This cross-sectional study uses regression discontinuity to compare racial and ethnic disparities before and after age 65 years, the age at which US adults are eligible for Medicare. There are a total of 2 434 320 respondents in the Behavioral Risk Factor Surveillance System and 44 587 state-age-year observations in the US Centers for Disease Control and Prevention Wide-Ranging Online Data for Epidemiologic Research Data (eg, the mortality rate for individuals age 63 years in New York in 2017) from January 2008 to
December 2018. The data were analyzed between February and May 2021. Proportions of respondents with health insurance, as well as self-reported health and mortality. To examine access, whether respondents had a usual source of care, encountered cost-related barriers to care, or received influenza vaccines was assessed.
Immediately after age 65 years, insurance coverage increased more for Black respondents (from 86.3% to 95.8% or 9.5 percentage points; 95% CI, 7.6-11.4) and Hispanic respondents (from 77.4% to 91.3% or 13.9 percentage points; 95% CI, 12.0-15.8) than White respondents (from 92.0% to 98.5% or 6.5 percentage points; 95% CI, 6.1-7.0). This was associated with a 53% reduction compared with the size of the disparity between White and Black individuals before age 65 years (5.7% to 2.7% or 3.0 percentage points; 95% CI, 0.9-5.1; P = .003) and a 51% reduction compared with the size of the disparity between White and Hispanic individuals before age 65 years (14.6% to 7.2% or 7.4 percentage points; 95% CI, 5.3-9.5; P < .001).

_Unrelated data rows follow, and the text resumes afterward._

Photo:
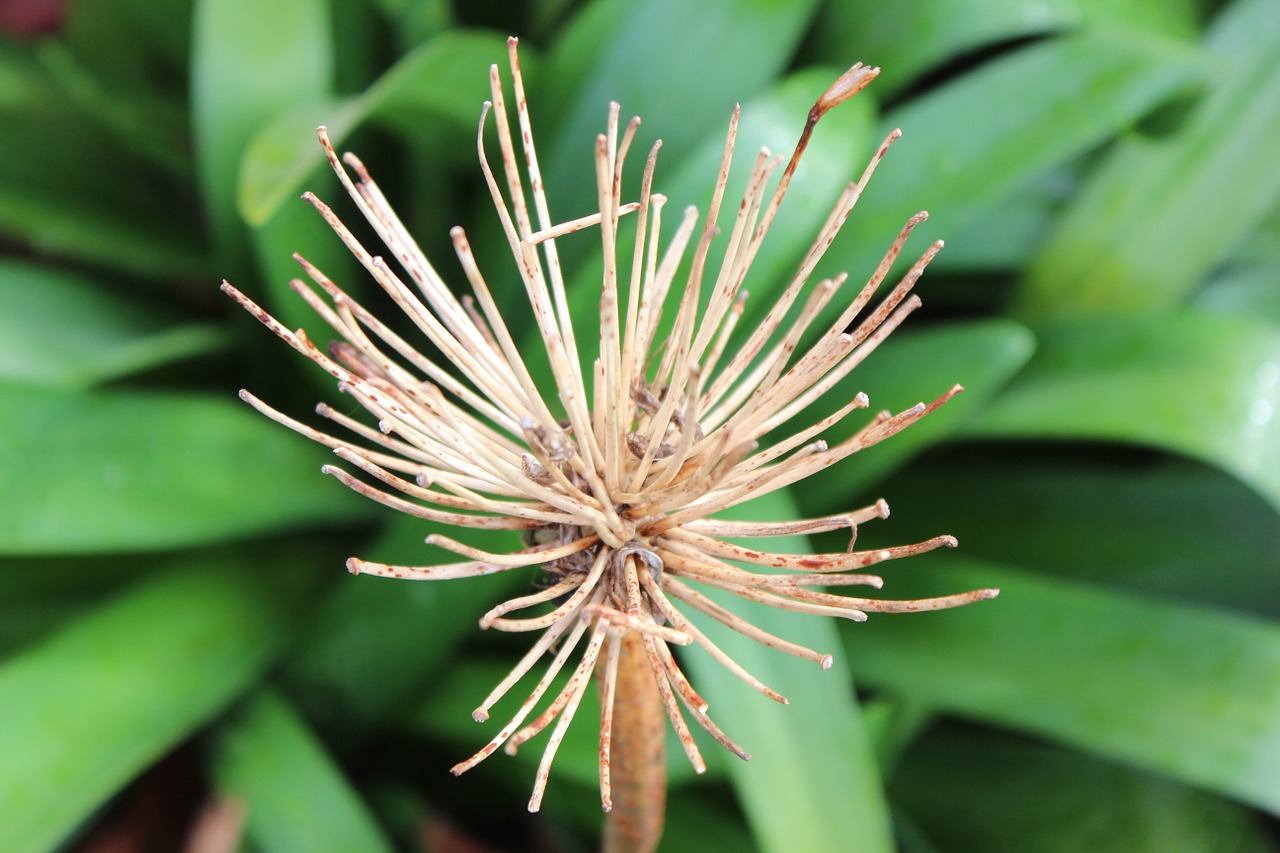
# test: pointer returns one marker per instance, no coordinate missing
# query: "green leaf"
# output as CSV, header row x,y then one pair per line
x,y
94,705
775,121
977,790
908,369
447,715
250,62
679,65
1146,523
1159,214
910,39
129,471
435,89
1188,692
959,156
295,794
801,752
62,331
68,187
1189,383
344,674
1248,292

Medicare eligibility was associated with narrowed disparities between White and Hispanic individuals in access to care, lowering disparities in access to a usual source of care from 10.5% to 7.5% (P = .05), cost-related barriers to care from 11.4% to 6.9% (P < .001), and influenza vaccination rates from 8.1% to 3.3% (P = .01). For disparities between White and Black individuals, access to a usual source of care before and after age 65 years was not significantly different: 1.2% to 0.0% (P = .24), cost-related barriers to care from 5.8% to 4.3% (P = .22), and influenza vaccinations from 11.0% to 10.3% (P = .60). The share of people in poor self-reported health decreased by 3.8 percentage points for Hispanic respondents, 2.6 percentage points for Black respondents, and 0.2 percentage points for White respondents. Mortality-related disparities at age 65 years were unchanged. Medicare’s association with reduced disparities largely persisted after the US Affordable Care Act took effect in 2014.